A Systematic Summary and Comparison of Scalar Diffraction Theories for Structured Light Beams

Abstract

Structured light beams have recently attracted enormous research interest for their unique properties and potential applications in optical communications, imaging, sensing, etc. Since most of these applications involve the propagation of structured light beams, which is accompanied by the phenomenon of diffraction, it is very necessary to employ diffraction theories to analyze the obstacle effects on structured light beams during propagation. The aim of this work is to provide a systematic summary and comparison of the scalar diffraction theories for structured light beams. We first present the scalar fields of typical structured light beams in the source plane, including the fundamental Gaussian beams, higher-order Hermite–Gaussian beams, Laguerre–Gaussian vortex beams, non-diffracting Bessel beams, and self-accelerating Airy beams.

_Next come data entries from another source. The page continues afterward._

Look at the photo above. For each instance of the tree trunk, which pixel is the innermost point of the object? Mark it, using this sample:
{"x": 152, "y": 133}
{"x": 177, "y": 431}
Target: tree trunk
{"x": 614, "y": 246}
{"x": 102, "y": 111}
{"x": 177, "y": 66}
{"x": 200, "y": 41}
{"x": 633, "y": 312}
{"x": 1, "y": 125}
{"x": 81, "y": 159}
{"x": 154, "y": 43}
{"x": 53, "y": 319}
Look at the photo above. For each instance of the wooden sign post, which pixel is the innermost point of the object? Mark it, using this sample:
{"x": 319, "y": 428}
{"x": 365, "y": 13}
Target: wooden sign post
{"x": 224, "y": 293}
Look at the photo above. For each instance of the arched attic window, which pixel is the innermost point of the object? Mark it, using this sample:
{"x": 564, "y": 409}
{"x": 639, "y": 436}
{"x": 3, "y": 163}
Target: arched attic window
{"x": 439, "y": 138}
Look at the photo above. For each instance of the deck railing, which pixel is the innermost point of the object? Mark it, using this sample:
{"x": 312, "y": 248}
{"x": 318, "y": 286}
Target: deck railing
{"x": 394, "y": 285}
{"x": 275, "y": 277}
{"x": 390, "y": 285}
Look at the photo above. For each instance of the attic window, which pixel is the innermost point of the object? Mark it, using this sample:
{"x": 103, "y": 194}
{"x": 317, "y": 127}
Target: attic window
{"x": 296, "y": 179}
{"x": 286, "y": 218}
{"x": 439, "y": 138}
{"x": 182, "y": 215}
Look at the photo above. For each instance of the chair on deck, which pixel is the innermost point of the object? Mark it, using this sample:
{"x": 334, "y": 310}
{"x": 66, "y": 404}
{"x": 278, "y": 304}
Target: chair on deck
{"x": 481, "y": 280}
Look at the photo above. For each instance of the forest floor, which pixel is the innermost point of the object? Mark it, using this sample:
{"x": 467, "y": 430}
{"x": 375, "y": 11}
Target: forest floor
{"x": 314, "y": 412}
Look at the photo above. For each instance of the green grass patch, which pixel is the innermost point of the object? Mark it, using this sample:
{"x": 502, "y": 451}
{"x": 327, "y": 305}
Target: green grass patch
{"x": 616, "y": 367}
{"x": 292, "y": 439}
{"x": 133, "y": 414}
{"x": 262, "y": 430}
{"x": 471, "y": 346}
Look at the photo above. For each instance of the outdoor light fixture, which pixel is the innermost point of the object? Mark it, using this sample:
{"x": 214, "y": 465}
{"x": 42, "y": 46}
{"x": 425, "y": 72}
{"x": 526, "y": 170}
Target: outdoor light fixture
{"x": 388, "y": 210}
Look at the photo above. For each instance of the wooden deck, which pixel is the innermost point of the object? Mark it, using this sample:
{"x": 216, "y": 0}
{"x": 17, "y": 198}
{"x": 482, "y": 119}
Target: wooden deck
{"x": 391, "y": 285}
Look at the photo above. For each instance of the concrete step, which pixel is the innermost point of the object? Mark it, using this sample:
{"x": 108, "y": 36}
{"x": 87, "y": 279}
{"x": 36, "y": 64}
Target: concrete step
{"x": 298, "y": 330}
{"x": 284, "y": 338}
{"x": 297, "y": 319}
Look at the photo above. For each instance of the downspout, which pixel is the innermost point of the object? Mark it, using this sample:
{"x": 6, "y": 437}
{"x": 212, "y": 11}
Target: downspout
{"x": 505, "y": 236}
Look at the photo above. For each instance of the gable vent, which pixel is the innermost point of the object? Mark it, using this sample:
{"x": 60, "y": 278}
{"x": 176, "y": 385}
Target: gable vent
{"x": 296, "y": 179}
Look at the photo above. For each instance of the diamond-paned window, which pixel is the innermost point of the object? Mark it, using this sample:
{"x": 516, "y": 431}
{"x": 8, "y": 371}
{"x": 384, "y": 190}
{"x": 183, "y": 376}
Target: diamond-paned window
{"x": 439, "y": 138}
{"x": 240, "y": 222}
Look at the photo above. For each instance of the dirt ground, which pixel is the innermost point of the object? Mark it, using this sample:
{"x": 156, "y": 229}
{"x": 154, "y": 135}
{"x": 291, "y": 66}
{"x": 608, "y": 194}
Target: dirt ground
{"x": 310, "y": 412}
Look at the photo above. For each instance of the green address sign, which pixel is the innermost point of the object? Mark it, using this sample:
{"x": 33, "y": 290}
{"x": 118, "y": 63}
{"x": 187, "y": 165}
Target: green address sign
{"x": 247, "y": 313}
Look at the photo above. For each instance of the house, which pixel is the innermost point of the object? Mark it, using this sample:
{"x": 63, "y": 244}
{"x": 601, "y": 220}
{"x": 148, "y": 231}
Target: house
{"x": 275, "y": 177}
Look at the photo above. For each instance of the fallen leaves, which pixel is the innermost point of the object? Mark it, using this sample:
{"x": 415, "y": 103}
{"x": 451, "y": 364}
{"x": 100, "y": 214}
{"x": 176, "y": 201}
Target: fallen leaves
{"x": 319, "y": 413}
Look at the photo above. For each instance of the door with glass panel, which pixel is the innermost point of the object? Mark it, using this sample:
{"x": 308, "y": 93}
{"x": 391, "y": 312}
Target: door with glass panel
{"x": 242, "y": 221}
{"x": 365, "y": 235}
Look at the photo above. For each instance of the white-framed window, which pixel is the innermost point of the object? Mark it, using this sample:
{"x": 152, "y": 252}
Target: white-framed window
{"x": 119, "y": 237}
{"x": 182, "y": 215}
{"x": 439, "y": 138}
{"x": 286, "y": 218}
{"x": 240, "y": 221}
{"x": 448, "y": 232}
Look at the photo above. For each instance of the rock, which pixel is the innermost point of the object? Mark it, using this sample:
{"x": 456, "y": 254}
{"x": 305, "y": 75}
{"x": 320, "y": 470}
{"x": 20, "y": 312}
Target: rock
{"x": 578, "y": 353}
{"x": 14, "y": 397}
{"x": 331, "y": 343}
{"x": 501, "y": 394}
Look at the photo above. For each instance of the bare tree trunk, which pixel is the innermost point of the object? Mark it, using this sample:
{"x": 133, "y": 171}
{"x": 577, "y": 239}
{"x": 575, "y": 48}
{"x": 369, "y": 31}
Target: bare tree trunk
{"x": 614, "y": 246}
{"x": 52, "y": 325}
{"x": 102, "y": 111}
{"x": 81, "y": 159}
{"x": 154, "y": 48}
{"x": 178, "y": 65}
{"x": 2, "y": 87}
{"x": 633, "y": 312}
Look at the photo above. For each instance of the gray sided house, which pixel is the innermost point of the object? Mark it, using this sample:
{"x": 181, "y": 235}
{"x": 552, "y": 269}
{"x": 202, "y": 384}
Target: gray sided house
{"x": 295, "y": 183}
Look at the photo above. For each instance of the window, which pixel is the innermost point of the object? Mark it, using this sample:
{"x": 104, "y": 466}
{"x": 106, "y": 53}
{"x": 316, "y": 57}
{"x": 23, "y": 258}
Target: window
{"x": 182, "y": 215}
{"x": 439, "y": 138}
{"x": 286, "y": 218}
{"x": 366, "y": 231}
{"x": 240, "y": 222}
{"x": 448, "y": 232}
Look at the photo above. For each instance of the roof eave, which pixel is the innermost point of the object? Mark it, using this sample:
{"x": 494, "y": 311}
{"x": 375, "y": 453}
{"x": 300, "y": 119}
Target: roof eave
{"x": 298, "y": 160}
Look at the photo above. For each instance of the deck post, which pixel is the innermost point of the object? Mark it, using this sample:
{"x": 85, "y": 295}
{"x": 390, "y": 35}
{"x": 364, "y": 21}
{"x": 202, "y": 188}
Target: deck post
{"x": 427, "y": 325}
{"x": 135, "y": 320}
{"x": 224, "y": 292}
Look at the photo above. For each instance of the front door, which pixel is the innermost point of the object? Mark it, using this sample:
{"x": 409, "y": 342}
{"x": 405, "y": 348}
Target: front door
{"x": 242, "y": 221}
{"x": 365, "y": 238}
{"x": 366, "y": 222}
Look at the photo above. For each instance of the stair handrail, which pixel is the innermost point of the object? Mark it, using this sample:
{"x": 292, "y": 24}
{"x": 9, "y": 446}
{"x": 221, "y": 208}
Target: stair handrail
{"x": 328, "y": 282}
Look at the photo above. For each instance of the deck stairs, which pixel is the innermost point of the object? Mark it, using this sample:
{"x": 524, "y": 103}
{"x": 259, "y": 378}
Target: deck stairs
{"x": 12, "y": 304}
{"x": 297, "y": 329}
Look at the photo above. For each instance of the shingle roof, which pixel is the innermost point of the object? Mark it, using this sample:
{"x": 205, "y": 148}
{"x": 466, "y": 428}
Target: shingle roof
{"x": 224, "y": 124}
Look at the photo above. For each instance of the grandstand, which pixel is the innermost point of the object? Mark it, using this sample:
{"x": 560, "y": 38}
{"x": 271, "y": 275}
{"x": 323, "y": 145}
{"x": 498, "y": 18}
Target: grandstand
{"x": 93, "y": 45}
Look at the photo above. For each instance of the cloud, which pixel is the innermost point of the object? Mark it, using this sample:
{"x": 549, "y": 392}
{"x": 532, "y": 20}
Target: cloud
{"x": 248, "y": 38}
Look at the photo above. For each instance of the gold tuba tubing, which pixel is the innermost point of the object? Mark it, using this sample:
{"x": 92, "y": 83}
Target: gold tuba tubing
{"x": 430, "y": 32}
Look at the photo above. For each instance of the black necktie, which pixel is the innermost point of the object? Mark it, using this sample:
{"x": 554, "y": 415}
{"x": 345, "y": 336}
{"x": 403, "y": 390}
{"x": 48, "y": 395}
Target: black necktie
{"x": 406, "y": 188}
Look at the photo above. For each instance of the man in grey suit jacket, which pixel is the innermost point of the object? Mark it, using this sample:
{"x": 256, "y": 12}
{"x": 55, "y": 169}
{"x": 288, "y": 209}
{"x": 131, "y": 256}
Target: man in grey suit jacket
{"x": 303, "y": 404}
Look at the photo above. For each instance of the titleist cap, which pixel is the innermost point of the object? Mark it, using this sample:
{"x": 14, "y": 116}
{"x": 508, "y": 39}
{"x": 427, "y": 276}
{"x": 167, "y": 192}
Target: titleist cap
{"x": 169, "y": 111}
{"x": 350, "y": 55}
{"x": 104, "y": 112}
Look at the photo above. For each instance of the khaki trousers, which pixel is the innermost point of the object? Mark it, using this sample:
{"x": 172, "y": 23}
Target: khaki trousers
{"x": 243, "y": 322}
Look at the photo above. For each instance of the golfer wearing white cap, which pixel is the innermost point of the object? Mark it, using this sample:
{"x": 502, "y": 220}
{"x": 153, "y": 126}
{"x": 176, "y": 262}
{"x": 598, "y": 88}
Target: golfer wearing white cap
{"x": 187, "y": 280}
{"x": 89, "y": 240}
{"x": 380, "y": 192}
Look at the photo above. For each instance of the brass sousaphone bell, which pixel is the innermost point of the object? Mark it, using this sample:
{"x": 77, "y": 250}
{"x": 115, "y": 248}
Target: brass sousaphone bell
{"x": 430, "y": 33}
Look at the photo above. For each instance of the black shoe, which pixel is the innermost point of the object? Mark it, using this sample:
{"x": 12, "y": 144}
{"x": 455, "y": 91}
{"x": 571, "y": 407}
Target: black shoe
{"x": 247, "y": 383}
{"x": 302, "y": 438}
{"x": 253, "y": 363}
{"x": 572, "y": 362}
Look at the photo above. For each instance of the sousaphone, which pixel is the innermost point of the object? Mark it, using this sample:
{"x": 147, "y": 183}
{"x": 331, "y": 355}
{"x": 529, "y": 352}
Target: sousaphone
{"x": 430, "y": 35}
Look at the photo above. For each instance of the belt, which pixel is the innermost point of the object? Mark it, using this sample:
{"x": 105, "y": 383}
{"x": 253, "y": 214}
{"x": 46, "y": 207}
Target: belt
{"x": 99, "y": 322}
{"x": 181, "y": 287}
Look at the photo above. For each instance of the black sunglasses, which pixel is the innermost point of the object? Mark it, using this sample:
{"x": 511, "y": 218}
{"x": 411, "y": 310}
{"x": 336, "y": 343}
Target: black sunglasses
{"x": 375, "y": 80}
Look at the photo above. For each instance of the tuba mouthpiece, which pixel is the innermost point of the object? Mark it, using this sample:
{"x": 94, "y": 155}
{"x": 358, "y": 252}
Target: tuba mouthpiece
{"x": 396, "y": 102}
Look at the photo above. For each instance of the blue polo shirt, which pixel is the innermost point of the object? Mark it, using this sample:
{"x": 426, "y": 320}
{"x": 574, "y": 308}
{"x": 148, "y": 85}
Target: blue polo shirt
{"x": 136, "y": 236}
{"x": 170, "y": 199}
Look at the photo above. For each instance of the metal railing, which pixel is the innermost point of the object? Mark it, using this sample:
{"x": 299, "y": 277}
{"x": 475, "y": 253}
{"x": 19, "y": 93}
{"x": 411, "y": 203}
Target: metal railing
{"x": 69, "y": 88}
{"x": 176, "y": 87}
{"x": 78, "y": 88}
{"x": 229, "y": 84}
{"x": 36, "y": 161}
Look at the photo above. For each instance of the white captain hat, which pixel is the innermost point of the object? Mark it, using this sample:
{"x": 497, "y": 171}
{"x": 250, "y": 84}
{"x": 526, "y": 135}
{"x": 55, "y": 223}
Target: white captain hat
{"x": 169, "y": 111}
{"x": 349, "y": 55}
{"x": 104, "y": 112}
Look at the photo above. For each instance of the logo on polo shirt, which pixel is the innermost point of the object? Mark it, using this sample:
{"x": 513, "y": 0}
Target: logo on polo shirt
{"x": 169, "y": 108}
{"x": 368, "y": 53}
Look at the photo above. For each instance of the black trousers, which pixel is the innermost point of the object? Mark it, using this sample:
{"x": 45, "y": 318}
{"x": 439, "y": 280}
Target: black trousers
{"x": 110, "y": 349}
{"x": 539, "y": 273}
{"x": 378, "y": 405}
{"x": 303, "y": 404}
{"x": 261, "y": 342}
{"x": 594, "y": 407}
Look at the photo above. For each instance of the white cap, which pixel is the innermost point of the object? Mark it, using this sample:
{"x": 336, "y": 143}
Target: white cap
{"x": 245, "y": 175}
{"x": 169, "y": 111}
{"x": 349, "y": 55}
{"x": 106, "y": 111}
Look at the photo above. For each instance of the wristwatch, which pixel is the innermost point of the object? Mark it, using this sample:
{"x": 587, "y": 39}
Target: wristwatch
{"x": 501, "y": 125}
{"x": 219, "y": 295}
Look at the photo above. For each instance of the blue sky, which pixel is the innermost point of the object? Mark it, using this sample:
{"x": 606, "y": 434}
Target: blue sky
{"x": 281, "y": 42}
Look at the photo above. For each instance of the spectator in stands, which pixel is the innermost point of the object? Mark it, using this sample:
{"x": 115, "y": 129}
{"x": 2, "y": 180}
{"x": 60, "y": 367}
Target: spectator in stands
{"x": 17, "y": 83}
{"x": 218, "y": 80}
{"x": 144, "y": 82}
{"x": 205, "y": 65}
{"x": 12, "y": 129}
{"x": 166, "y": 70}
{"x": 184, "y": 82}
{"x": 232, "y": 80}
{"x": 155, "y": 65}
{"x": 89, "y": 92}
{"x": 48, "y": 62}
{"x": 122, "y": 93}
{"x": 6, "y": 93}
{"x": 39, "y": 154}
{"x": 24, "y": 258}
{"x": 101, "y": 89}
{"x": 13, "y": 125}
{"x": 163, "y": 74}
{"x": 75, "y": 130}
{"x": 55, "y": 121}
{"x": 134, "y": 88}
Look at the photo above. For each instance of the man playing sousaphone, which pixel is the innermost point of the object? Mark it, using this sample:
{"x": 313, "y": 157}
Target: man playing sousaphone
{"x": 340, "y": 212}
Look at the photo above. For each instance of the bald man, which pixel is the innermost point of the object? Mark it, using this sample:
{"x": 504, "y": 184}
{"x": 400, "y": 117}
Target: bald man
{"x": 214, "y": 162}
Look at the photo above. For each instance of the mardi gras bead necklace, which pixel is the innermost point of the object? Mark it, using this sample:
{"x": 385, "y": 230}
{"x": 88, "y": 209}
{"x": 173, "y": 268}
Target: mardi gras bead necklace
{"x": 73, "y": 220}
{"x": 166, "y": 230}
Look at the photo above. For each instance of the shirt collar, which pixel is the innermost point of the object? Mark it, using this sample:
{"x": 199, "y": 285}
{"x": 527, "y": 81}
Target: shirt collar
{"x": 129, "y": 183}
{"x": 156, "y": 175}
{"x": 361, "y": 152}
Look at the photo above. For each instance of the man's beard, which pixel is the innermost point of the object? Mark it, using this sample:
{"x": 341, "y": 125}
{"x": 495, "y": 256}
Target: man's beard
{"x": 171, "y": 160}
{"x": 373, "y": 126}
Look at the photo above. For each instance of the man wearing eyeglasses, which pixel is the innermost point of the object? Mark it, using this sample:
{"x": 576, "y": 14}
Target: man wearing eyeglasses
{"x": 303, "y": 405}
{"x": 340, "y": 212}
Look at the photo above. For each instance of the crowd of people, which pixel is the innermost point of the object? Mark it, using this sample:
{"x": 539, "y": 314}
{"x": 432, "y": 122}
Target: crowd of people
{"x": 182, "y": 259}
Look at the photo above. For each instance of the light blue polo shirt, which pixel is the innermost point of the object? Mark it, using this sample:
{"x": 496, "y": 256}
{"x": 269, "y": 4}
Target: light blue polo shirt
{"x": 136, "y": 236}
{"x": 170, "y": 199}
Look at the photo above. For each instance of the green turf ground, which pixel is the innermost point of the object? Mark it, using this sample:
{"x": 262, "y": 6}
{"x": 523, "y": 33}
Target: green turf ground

Then, we summarize and compare the main scalar diffraction theories of structured light beams, including the Fresnel diffraction integral, Collins formula, angular spectrum representation, and Rayleigh–Sommerfeld diffraction integral. Finally, based on these theories, we derive in detail the analytical propagation expressions of typical structured light beams under different conditions. In addition, the propagation of typical structured light beams is simulated. We hope this work can be helpful for the efficient study of the propagation of structured light beams.